Refereeing the Referees: Evaluating Two-Sample Tests for Validating Generators in Precision Sciences

We propose a robust methodology to evaluate the performance and computational efficiency of non-parametric two-sample tests, specifically designed for high-dimensional generative models in scientific applications such as in particle physics. The study focuses on tests built from univariate integral probability measures: the sliced Wasserstein distance and the mean of the Kolmogorov-Smirnov statistics, already discussed in the literature, and the novel sliced Kolmogorov-Smirnov statistic. These metrics can be evaluated in parallel, allowing for fast and reliable estimates of their distribution under the null hypothesis. We also compare these metrics with the recently proposed unbiased Fr\'echet Gaussian Distance and the unbiased quadratic Maximum Mean Discrepancy, computed with a quartic polynomial kernel. We evaluate the proposed tests on various distributions, focusing on their sensitivity to deformations parameterized by a single parameter $\epsilon$. Our experiments include correlated Gaussians and mixtures of Gaussians in 5, 20, and 100 dimensions, and a particle physics dataset of gluon jets from the JetNet dataset, considering both jet- and particle-level features. Our results demonstrate that one-dimensional-based tests provide a level of sensitivity comparable to other multivariate metrics, but with significantly lower computational cost, making them ideal for evaluating generative models in high-dimensional settings. This methodology offers an efficient, standardized tool for model comparison and can serve as a benchmark for more advanced tests, including machine-learning-based approaches.

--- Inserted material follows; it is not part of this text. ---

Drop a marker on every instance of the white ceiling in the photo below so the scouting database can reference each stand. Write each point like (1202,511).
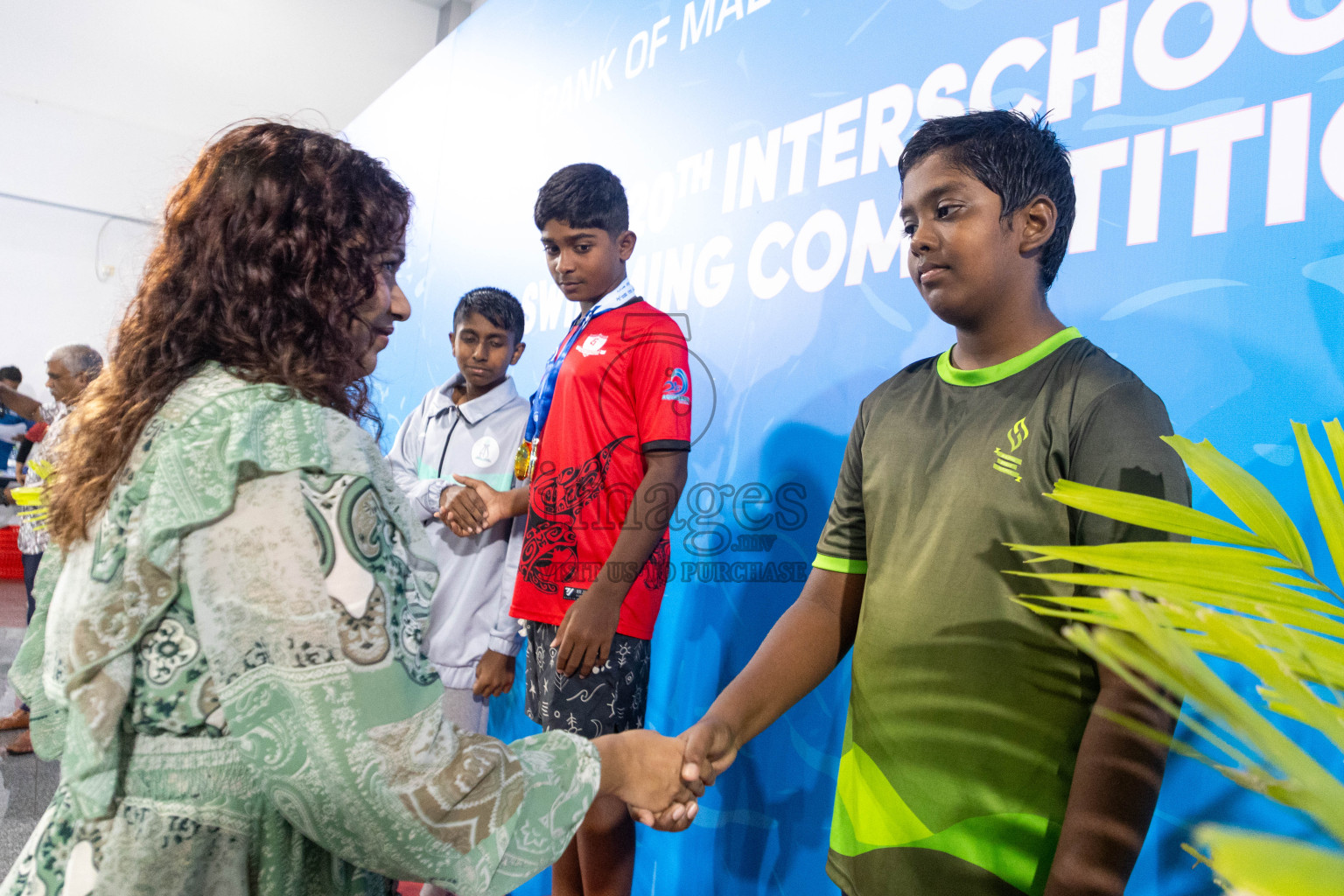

翻译：本研究提出了一种稳健的方法论，用于评估非参数双样本检验的性能与计算效率，该方法专门针对科学应用（如粒子物理）中的高维生成模型而设计。研究聚焦于基于单变量积分概率度量构建的检验方法：已在文献中讨论过的切片瓦瑟斯坦距离与柯尔莫哥洛夫-斯米尔诺夫统计量均值，以及新提出的切片柯尔莫哥洛夫-斯米尔诺夫统计量。这些度量指标可并行计算，从而能够快速可靠地估计其在零假设下的分布。我们还将这些指标与近期提出的无偏弗雷歇高斯距离及采用四次多项式核计算的无偏二次最大均值差异进行比较。我们在多种分布上评估所提出的检验方法，重点关注其对由单参数$\epsilon$参数化变形的敏感性。实验涵盖5维、20维和100维的相关高斯分布与高斯混合分布，以及来自JetNet数据集的胶子喷注粒子物理数据集，同时考虑喷注层级和粒子层级的特征。结果表明，基于一维的检验方法能提供与其他多元度量相当的敏感性水平，但计算成本显著降低，使其成为高维场景下评估生成模型的理想选择。该方法为模型比较提供了高效标准化的工具，并可作为更高级检验方法（包括基于机器学习的方法）的基准。